Why a peer who made a fortune advising energy oligarchs should make those two demands is not a mystery to tax Sherlock Holmes. But, lo and behold, Starmer has indeed rowed back on his Green New Deal and hardly a word is now heard of Gordon Brown’s Lords reform plans.

All this was preliminary to Starmer and Blair sharing a stage together last month, hosted by the Tony Blair Institute for Global Change, a body which advises autocratic regimes around the world and thus a natural fit for Starmer’s Labour.

Nevertheless, this bromance is risky for Starmer. The New York Times highlighted the problem in the first paragraph of its article: “One issue still defines the former British prime minister ... his disastrous decision to join the US-led invasion of Iraq.”

Indeed, the country has scarcely forgotten that it was taken into that criminal enterprise in defiance of public opinion and mass opposition by Blair. If one word defines Blair’s place in history it is “Iraq.”

He launched the aggression on the basis of lies. Someone already known as a serial fibber is taking a risk sitting next to a predecessor remembered only for falsehoods.

Opposition to illegal wars was one of the 10 pledges Starmer offered the party during his fraudulent leadership campaign.
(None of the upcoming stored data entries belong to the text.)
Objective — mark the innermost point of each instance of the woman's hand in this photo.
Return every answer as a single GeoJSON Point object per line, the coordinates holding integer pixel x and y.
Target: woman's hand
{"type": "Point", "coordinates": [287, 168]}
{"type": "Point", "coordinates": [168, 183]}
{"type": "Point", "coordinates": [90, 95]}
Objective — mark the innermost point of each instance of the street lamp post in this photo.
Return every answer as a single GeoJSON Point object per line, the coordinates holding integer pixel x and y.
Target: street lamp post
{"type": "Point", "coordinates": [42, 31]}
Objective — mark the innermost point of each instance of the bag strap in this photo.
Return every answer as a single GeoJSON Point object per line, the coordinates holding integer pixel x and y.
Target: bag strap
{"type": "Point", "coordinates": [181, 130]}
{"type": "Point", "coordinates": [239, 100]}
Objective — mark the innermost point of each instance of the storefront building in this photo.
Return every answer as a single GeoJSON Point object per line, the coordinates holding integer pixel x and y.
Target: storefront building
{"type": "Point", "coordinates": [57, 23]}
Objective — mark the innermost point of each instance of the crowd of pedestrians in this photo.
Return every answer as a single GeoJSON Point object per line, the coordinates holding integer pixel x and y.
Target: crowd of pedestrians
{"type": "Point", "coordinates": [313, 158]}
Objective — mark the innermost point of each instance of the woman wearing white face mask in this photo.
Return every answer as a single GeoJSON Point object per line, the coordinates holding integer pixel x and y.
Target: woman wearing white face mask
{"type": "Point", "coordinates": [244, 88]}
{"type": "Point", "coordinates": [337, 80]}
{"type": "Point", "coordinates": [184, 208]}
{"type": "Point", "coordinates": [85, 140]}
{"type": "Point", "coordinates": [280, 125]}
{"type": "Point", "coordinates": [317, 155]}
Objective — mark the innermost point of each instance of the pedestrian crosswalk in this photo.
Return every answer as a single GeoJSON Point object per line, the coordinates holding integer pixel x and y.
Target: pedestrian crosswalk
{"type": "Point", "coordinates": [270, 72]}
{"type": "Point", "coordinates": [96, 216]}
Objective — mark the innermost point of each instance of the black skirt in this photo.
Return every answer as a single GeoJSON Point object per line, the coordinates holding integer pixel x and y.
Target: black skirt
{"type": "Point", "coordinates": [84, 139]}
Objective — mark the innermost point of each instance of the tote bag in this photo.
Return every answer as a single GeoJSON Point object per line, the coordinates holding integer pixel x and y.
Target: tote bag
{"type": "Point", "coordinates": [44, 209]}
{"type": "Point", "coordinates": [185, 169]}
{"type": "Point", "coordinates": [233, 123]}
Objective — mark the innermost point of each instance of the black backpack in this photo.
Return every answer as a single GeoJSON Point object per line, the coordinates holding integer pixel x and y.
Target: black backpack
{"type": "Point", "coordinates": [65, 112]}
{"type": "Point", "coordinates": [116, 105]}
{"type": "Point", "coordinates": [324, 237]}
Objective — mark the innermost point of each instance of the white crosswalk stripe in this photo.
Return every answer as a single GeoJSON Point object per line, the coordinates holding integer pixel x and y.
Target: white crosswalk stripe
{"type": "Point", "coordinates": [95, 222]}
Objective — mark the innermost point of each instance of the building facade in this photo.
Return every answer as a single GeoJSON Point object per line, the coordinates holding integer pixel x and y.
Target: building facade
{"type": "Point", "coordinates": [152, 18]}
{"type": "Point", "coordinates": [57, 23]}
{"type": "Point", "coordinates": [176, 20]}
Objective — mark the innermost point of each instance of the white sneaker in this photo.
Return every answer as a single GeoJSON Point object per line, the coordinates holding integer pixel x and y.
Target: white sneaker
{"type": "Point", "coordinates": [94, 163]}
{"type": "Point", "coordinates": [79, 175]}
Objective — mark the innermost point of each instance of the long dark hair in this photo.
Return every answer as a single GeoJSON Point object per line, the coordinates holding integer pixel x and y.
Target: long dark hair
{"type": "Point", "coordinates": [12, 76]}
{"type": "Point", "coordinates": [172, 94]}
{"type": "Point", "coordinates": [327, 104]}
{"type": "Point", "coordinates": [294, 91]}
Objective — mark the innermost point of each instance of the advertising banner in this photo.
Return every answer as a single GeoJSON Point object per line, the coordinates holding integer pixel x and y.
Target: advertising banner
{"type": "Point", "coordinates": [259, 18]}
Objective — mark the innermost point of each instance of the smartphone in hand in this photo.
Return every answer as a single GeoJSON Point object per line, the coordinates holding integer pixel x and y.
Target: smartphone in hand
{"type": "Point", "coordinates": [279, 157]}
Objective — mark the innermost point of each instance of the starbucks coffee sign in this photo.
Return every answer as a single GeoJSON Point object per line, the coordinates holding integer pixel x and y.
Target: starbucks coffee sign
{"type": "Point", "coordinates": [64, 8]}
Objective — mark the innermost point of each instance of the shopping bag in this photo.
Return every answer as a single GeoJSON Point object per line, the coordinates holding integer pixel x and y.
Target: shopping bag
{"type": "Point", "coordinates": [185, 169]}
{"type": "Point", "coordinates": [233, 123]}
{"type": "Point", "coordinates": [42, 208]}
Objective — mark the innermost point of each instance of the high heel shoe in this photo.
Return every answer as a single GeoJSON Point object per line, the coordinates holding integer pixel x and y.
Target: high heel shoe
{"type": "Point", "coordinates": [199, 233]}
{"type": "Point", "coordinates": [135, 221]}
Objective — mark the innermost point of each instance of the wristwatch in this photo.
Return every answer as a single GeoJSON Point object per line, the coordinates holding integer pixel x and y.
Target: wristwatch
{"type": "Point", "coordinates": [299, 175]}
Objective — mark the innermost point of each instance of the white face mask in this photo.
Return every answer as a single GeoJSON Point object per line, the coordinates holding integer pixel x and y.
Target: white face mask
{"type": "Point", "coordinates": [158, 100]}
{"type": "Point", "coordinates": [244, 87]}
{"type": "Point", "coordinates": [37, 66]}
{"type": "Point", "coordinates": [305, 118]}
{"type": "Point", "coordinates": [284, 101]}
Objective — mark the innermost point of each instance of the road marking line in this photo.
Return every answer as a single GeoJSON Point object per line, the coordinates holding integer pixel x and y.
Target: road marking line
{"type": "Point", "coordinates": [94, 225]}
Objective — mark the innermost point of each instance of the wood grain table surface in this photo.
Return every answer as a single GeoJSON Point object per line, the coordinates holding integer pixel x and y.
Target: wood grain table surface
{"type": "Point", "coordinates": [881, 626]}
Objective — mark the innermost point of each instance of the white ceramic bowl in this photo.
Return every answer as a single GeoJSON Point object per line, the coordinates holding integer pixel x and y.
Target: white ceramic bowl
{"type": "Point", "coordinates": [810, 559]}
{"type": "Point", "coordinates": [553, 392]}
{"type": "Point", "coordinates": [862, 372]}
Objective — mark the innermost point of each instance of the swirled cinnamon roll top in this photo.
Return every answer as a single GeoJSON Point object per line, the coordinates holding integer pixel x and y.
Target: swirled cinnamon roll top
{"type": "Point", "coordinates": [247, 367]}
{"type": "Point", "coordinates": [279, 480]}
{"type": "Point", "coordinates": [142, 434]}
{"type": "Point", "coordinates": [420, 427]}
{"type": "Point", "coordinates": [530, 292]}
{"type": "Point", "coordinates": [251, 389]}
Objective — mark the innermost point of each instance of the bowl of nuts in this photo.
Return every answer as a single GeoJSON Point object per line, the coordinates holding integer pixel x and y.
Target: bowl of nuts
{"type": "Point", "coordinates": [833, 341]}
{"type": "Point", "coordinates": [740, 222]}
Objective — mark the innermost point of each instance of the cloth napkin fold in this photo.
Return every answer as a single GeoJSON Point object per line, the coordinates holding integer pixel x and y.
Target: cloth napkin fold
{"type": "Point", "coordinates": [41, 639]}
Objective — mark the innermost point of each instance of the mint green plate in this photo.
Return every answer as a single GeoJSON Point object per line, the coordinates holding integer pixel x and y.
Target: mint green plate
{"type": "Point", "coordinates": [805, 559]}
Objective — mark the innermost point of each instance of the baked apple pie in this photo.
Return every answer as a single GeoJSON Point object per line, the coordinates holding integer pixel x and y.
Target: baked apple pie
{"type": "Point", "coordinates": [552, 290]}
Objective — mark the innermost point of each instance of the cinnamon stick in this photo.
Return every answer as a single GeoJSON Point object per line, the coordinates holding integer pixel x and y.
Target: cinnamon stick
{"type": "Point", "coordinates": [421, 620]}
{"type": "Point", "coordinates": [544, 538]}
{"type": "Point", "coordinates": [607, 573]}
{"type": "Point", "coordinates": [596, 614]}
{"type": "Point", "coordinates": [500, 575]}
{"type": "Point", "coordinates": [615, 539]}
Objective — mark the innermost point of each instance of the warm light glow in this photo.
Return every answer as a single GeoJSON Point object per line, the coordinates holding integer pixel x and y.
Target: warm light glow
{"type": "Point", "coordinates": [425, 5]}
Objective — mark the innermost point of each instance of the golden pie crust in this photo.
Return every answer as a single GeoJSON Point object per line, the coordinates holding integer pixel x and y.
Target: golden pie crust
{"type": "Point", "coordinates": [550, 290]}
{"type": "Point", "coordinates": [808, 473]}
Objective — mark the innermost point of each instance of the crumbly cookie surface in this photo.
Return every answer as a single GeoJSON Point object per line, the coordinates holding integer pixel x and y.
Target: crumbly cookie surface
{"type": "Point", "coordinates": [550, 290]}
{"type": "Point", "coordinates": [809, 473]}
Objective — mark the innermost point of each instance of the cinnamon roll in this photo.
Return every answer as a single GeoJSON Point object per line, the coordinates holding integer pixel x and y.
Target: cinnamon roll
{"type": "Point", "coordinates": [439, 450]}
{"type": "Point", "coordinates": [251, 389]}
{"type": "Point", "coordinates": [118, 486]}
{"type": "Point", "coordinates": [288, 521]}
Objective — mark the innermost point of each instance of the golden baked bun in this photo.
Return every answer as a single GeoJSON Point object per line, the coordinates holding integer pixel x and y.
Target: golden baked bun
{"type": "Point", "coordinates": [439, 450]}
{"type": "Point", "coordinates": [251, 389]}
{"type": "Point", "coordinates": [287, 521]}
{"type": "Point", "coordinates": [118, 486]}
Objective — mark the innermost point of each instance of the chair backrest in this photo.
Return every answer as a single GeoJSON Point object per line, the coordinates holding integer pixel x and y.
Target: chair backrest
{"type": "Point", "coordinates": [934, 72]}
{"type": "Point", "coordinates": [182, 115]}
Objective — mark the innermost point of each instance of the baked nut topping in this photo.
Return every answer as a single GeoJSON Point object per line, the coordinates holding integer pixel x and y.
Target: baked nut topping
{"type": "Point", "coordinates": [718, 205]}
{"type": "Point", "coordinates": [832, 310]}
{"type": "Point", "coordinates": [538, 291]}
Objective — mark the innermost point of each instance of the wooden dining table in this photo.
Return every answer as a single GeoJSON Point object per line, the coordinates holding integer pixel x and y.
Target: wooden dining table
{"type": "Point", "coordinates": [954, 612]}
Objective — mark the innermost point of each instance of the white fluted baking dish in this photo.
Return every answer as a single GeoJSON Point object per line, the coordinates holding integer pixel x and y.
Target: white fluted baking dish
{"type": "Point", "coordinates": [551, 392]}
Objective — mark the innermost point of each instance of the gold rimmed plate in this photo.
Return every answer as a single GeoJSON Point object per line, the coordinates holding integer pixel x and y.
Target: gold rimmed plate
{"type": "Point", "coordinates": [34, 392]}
If it is one of the very few he has not yet reversed, that is likely due to want of opportunity.

Starmer is gambling that enough time has passed for the matter of a few hundred thousand deaths and the sweeping aside of international law, not to mention the step-parenting of Isis, to be held of little account.

That is surely not the case. Starmer’s bellicosity over Ukraine is bad enough, but any hint that he would emulate Blair by following a dim-witted US president into further aggressions would be poison at the polls.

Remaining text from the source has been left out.